I did not mention above that I launched two other sites about two weeks before this site for different purposes. These ones are as dead as doornails, per my expectation, with no activity at all, other than indexing.
So if the answer is “bots”, then it may be more to do with the sector I’m in.
Maybe I need to get some low-tech, low-competitive keywords that hopefully bots don't care about, and perform the same test and see what happens.
|Using both log files and JS tagging gives you the most complete data. |
That is something I have never thought about – I need to look into it more, thanks Larry.
| 11:30 pm on Dec 28, 2005 (gmt 0)|
FWIW - Dick Costolo, CEO of Feed Burner (I don't know him or the site)says...
|We do have the ability to throttle these kinds of things IF they are identifying themselves. Frequently, these kinds of sites use a tool that masks their identify by just requesting the feed with a blank user-agent string (for example, instead of sending up FeedDemon/1.0 or Googlebot, they just send up nothing). The problem with banning a blank string is that there are a bunch of perfectly valid home grown RSS readers out there that also send blank strings, and finally, these guys usually bounce around from IP address to IP address. |
The above quote was used in reference to plagiarism and content theft.

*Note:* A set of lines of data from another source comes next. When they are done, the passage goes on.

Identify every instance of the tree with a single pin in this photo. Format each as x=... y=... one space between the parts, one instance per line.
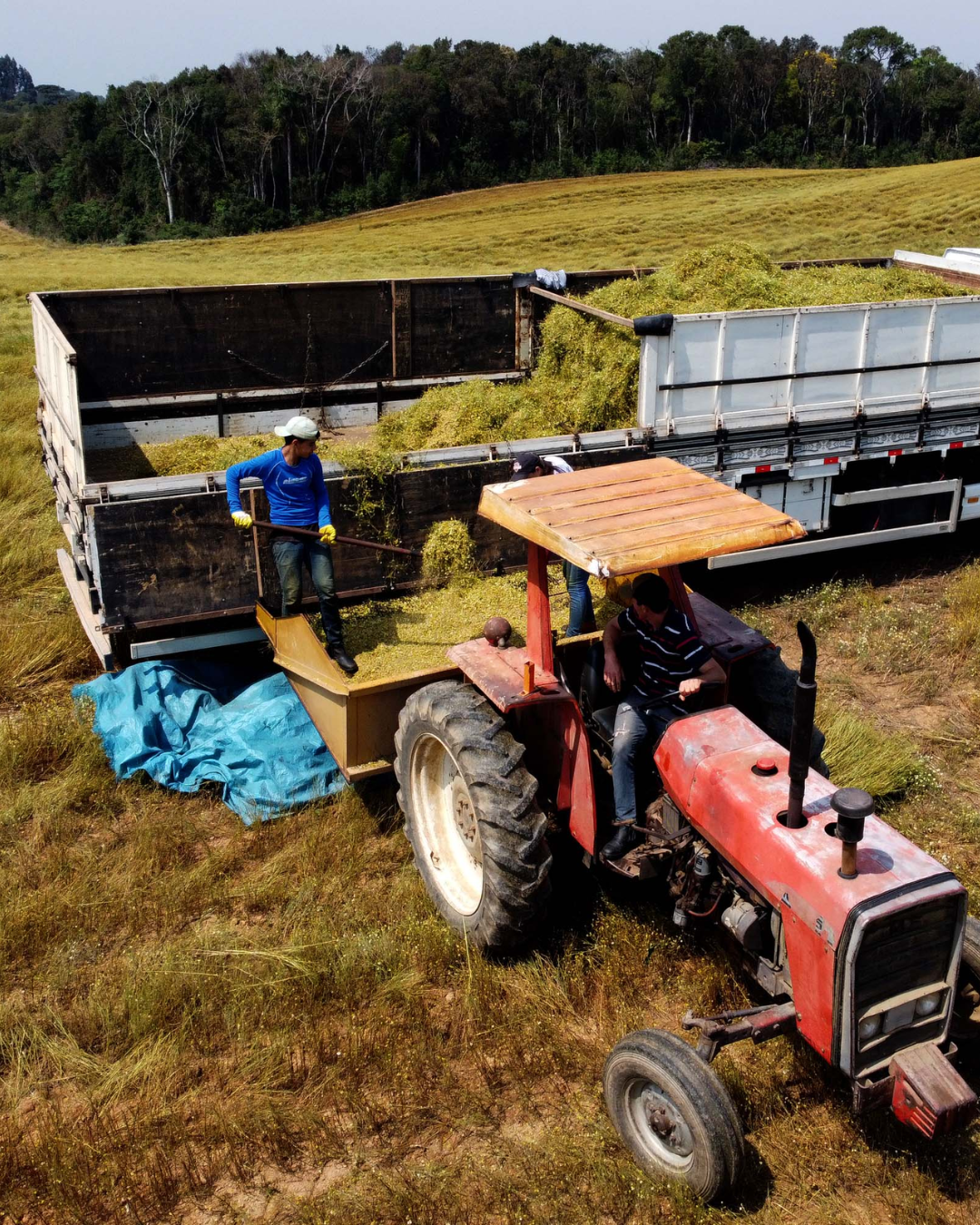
x=158 y=118
x=814 y=79
x=15 y=80
x=328 y=92
x=876 y=54
x=688 y=70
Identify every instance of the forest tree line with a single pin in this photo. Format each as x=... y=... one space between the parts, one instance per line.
x=276 y=139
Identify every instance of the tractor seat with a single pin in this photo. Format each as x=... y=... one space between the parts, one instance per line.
x=597 y=700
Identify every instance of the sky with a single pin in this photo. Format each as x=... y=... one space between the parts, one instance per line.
x=88 y=44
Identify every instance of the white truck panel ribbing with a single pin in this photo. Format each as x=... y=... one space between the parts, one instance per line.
x=755 y=370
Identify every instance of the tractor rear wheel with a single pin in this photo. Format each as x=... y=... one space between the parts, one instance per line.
x=472 y=816
x=672 y=1112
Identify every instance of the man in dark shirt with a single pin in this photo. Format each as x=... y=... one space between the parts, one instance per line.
x=672 y=661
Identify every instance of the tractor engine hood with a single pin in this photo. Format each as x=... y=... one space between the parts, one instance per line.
x=707 y=765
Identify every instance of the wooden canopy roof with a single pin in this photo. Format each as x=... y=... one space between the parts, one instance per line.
x=626 y=517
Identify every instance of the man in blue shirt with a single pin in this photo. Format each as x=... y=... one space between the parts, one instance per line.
x=293 y=479
x=672 y=659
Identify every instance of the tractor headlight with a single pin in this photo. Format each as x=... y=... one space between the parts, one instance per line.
x=930 y=1004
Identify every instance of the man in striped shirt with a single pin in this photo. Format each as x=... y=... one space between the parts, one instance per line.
x=672 y=661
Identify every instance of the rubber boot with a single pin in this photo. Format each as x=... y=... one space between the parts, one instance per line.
x=622 y=842
x=345 y=662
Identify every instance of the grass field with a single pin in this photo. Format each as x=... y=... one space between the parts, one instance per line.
x=205 y=1023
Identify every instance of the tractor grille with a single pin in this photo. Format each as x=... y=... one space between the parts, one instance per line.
x=904 y=952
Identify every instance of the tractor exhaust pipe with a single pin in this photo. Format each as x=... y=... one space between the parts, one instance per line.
x=802 y=727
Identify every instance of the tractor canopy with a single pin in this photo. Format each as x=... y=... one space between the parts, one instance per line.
x=622 y=518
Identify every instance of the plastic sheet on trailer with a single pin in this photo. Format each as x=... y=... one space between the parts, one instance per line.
x=190 y=721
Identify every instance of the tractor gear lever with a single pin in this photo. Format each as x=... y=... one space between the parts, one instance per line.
x=851 y=805
x=802 y=728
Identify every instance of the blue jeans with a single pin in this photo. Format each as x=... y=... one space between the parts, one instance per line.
x=581 y=615
x=634 y=728
x=290 y=554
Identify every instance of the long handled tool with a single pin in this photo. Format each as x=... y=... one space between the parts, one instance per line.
x=315 y=535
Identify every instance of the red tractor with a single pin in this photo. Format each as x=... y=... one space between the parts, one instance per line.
x=851 y=935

So far, it best explains the results I see on my own new site. So now I wonder is this the hallmark of a scrapper visit? I suppose it is - so something to keep in mind for the future.
I wonder how they found me so quickly?
Blank User Agent Strings - Yes (93% of visitors)
Bounce from IP address to IP address - Maybe
My Web-Site in potential scraper territory - Yes
| 9:35 am on Jan 4, 2006 (gmt 0)|
93% does sound like a lot indeed!
Did you post on the NetTracker forums? I have found their tech support to be quite good, can't say I've experienced this kind of activity before though, but it does indeed sound like something is afoot.
| 2:59 am on Jan 5, 2006 (gmt 0)|
I posted on the NetTracker Lite (Freebie) Forum this afternoon.
I'll report back if I hear anything...
| 1:43 am on Jan 18, 2006 (gmt 0)|
I use NetTracker Lite too.
Whenever I see alot of activity from a visitor with "none" as the referer, it usually turns out to be a bot. They don't appear in the spider logs, they look like regular visitors except that they go through many pages very quickly and often.
I usually end up blocking the IP address in htaccess if they don't stop within a day or two.
| 3:19 am on Jan 18, 2006 (gmt 0)|
Now there are 981 visitors, and 92% of referrer's are unknown.
I make up about 20% of those visitors through my own visits and using utilities etc.
540 unique IP addresses visited once. 20 IP addresses visited twice. 12 IP addresses visited between 3 and 9 times.
It is still a bit of a mystery.
I am doing some upgrades and I will be adding some features that might generate feed back, ie adsense. It will be interesting to see what happens!